De vordering is behandeld op de openbare zitting van 28 mei 2019. Het verhoor heeft plaatsgevonden in tegenwoordigheid van de officier van justitie mr. U.E.A. Weitzel. De opgeëiste persoon heeft zich doen bijstaan door mr. J.A.R. van de Velde, die waarneemt voor zijn raadsman, mr.

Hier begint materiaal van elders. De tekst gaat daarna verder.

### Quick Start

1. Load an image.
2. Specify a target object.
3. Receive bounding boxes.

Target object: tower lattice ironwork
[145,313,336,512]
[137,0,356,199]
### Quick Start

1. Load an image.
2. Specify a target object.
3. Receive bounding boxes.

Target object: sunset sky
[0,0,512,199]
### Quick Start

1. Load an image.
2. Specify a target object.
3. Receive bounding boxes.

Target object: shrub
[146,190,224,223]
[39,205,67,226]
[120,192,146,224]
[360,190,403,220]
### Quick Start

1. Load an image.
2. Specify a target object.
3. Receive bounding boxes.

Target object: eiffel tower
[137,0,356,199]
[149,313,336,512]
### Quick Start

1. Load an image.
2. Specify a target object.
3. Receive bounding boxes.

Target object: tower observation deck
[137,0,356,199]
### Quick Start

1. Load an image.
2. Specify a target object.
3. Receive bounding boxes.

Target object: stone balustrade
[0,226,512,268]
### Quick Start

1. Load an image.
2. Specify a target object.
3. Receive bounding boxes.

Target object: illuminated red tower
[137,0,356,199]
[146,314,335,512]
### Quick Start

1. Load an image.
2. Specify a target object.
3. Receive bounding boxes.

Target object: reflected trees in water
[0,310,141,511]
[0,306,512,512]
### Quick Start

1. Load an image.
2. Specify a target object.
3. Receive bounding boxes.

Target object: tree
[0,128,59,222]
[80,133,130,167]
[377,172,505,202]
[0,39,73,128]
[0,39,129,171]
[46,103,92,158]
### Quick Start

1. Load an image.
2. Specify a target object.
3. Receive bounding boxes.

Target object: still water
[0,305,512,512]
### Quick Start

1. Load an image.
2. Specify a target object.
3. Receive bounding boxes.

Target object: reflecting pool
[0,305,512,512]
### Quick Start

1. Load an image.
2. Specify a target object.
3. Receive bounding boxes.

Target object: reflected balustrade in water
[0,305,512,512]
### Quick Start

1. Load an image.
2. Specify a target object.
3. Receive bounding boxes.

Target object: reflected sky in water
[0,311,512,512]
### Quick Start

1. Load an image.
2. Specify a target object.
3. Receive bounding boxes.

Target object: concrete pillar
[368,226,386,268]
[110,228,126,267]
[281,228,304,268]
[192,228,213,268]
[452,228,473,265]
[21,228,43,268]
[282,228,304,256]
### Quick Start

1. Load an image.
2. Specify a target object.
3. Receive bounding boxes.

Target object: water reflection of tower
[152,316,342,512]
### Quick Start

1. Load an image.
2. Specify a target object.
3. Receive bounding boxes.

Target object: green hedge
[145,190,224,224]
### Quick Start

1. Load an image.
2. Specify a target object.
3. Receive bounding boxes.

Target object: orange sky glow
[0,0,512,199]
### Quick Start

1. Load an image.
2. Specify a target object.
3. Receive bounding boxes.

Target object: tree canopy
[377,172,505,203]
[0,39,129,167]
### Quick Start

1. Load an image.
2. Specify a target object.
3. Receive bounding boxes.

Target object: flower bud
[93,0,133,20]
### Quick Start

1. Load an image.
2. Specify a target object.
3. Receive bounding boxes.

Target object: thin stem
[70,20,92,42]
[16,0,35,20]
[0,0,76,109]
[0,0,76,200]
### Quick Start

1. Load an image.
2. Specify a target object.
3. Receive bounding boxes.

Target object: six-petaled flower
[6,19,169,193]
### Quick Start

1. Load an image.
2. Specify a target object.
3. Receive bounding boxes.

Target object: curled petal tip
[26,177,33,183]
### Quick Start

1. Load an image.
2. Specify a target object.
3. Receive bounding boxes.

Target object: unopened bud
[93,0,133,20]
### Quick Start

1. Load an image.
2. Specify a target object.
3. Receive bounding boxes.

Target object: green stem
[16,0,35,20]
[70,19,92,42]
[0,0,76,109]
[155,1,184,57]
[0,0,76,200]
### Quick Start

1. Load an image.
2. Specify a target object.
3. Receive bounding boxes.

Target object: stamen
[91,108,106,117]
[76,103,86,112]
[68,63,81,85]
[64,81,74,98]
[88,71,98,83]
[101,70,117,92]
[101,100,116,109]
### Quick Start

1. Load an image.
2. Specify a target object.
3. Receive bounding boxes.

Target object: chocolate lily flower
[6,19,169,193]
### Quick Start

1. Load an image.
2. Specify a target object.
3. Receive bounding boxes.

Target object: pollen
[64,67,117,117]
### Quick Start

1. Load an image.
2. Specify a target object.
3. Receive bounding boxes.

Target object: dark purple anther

J van Wijk, advocaat te Eindhoven.
De rechtbank heeft de termijn waarbinnen zij op grond van artikel 22, eerste lid, OLW uitspraak moet doen met dertig dagen verlengd en heeft vervolgens de termijn waarbinnen zij op grond van artikel 22, derde lid, OLW uitspraak moet doen voor onbepaalde tijd verlengd omdat zij die verlengingen nodig heeft om over de verzochte overlevering te beslissen.

2.Identiteit van de opgeëiste persoon

De rechtbank heeft de identiteit van de opgeëiste persoon onderzocht. De opgeëiste persoon heeft ter zitting verklaard dat de bovenvermelde personalia juist zijn en dat hij de Nederlandse nationaliteit heeft.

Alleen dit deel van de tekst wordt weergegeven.